Generating (semi-)fake purchase data

  • I know how to generate fake data (thanks to Jeff Moden's articles!)... the problem is that I'm trying to generate purchase data where the unit price of a product increases on some products over time.  Normally, I'd get the changing price information from all the purchase invoices, but I don't have those. So I have to make it up.
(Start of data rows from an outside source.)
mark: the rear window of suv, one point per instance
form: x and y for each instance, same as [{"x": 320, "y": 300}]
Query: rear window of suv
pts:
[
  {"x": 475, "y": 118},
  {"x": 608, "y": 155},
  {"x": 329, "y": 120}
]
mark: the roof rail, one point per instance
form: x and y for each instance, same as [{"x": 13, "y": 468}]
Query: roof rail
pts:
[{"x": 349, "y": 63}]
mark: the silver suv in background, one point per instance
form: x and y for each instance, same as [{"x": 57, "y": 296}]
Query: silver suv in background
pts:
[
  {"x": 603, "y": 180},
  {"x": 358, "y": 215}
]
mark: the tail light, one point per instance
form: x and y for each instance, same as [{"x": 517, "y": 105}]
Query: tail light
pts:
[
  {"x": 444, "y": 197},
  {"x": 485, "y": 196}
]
I was thinking I could do something like select random(ish) records and use a systems table to get just bulk records (that part is fine), but how do I fake price increases (where the changes aren't completely fake, because grains, for example, rise by 50% or more over time.)

    I can create dummy values... maybe my multiplier is screwy?

    use bakery;
    go

    DECLARE @Range INT = 500;
    DECLARE @StartValue DECIMAL(5,2);

    /* some ingredients are only purchased every 6 weeks (grains) */
    /* add a 1/0 random number to determine whether to apply the RT_FakePct */

    /* JOIN ALL OF THIS TO vwBaseIngredientRecipe */

    DECLARE @FirstBakeEventDate DATE;
    SELECT @FirstBakeEventDate = MIN(BakeDate) FROM BakeEvents;

    WITH cteWeeklyPrices(IngredientID, IngredientName, WeekNo, NewPrice)
    AS (
    SELECT x.IngredientID
    ,x.IngredientName
    ,x.WeekNo
    --,x.UnitPrice
    --,x.FakePct
    --,RT_fakePct = 1 + SUM(x.NewChangePct) OVER (PARTITION BY x.IngredientID ORDER BY x.WeekNo)
    --,x.ChangeY
    --,x.NewChangePct
    ,NewPrice2 = CAST(ROUND(x.UnitPrice * (1 + SUM(x.FakePct) OVER (PARTITION BY x.IngredientID ORDER BY x.WeekNo)),2) AS DECIMAL(5,2))
    FROM
    (
    SELECT i.IngredientID
    ,i.IngredientName
    ,i.UnitPrice
    ,PerKgPrice = i.UnitPrice/(i.IngredientWeight * 1000) /* convert from Kg to g */
    ,t.N AS WeekNo
    --,t.Num AS WeekNo
    ,FakePct = ABS(CHECKSUM(NEWID()))%100 / 10000.0
    ,ChangeY = ABS(CHECKSUM(NEWID())%2) /* basically T/F to decide whether to apply the change */
    ,NewChangePct = IIF(ABS(CHECKSUM(NEWID())%2) = 0, 0, ABS(CHECKSUM(NEWID()))%10 / 10000.0 ) --was%100
    --, NewPrice = (1 + ABS(CHECKSUM(NEWID()))%100 / 10000.0) * i.UnitPrice
    , NewPrice = i.UnitPrice * (1 + IIF(ABS(CHECKSUM(NEWID())%2) = 0, 0, ABS(CHECKSUM(NEWID()))%100 / 10000.0 ))
    FROM Ingredient i
    --CROSS JOIN Scratch.dbo.Tally t
    CROSS APPLY Scratch.dbo.fnTally(1,76) t
    WHERE i.IngredientID NOT IN (17,62) /* Foil pans, plastic bags */
    ) x
    )
    SELECTbw.WeekNo
    ,bw.LoafKey
    ,bw.LoafQty
    ,ri.Yield
    ,ri.IngredientName
    ,ri.RecipeWeight
    ,wp.NewPrice
    FROM
    (SELECT LoafKey,
    LoafQty,
    WeekNo = 1 + DATEDIFF(week,@FirstBakeEventDate,BakeDate)
    FROM BakeEvents be) bw
    INNER JOIN cteWeeklyPrices wp
    ON bw.WeekNo = wp.WeekNo
    INNER JOIN vwBaseIngredientRecipe ri
    ON ri.RecipeID = bw.LoafKey
    ORDER BY LoafKey, WeekNo;

    (I was trying to isolate the fake increases in the Common Table Expression... just to keep things from being hideous. The problem isn't that they don't increase, it's that they increase kind of monotonically instead of more randomly as I would like (for things besides grains, that's okay, but for grains the price changes are more dramatic).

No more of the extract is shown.